I don't mind if my CPs point out what I did well because it helps me to understand my storytelling as a whole. But I love it when they point out the things I missed or was too 'lazy' to elaborate further. This helps me immensely.
(Sometimes, when I do have time to read some Twitter #FridayFlash, I will take extra time for critique. And I suspect some people hate me for this, but I am really trying to be honest, because otherwise we don't get better. And I really like it if people leave honest critique for my stories, because I don't polish or only put out the best I can - I put out almost whatever I write on my blog. Sometimes I scroll back to when I started posting my stories online (only a few months back), and I won't recognize the stories and read them and see the flaws. Which helps me learn and improve myself.
I assumed the whole idea to groups like that, was to learn and grow, but when you see them making the same mistakes over and over, you really begin to wonder if they're even taking your suggestions into consideration.
My work has improved considerably since I started getting serious. Would I re-work some of my old stuff? I've tried and I just can't get the tone right, so I leave them alone. Like your other posted said, they're done, and I always believe if a story knows how it's suppose to sound, and I, just the vessel to write them out.
For me, it's usually about 2-3 months. That's how long it takes me to let it sink in and analyze it.
I feel very comfortable with my CPs because I feel they truly care about helping me improve. It takes a great deal of trust in a good crit relationship. It's just like a marriage.
Helen
Straight From Hel
Dear heavens... I'm embarrassed I ever showed it to anyone.
I love a crit group that balances some praise with valid crits. I think you need to have a little bit of "hey, I liked that part" along with the "but that part really stinks because of XXX."
I keep it all though, even the horrid literary stuff I wrote at university.
I think everyone should have one cheerleader. No more t... no less.
Ref: crap stew
Mine has a lot of spices too. LOL.
The trick is to know that the cheerleader is cheering, not critting.
Ref: LKH
You're the third person who's said that to me in less than two weeks.
hmm...I wonder what happened with her.
Fanfic? If it's mostly for pleasure (as opposed to improving one's writing skills), all cheerleaders is fine.

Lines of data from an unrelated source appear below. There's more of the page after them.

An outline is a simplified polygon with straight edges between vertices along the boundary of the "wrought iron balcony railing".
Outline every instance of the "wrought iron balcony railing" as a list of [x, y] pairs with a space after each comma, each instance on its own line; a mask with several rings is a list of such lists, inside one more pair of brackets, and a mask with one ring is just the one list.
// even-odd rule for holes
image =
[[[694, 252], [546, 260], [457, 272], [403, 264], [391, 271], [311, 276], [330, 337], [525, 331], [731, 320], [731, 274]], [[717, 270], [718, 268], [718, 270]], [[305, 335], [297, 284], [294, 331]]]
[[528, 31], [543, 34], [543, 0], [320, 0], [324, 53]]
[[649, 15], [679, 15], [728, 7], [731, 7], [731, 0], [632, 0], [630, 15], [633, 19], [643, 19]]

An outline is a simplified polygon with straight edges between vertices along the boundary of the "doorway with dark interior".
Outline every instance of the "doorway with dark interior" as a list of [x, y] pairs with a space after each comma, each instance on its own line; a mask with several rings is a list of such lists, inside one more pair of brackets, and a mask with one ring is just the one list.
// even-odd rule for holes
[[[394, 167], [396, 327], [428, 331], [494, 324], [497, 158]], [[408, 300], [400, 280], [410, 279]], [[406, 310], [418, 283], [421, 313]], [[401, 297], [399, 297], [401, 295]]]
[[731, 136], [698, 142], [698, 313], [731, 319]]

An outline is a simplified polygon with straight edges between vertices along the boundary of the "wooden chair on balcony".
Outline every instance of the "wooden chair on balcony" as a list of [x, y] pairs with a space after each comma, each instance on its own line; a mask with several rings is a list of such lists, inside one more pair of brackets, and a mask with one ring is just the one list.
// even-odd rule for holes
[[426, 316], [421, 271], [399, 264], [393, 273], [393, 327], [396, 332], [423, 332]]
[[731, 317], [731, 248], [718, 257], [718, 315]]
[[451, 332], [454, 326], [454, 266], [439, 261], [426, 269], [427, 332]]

Short stories for a small local magazine? More critic needed. Manuscripts to be sent to Writers' House or Jean Naggar? Lots of critic.
I'm definitely rewriting a couple of my older manuscripts. Doesn't mean I don't love them, doesn't mean I didn't put my heart into them. Just means that skills should not be static.
Right you are. I get silly with glee when my skill level takes another forward step.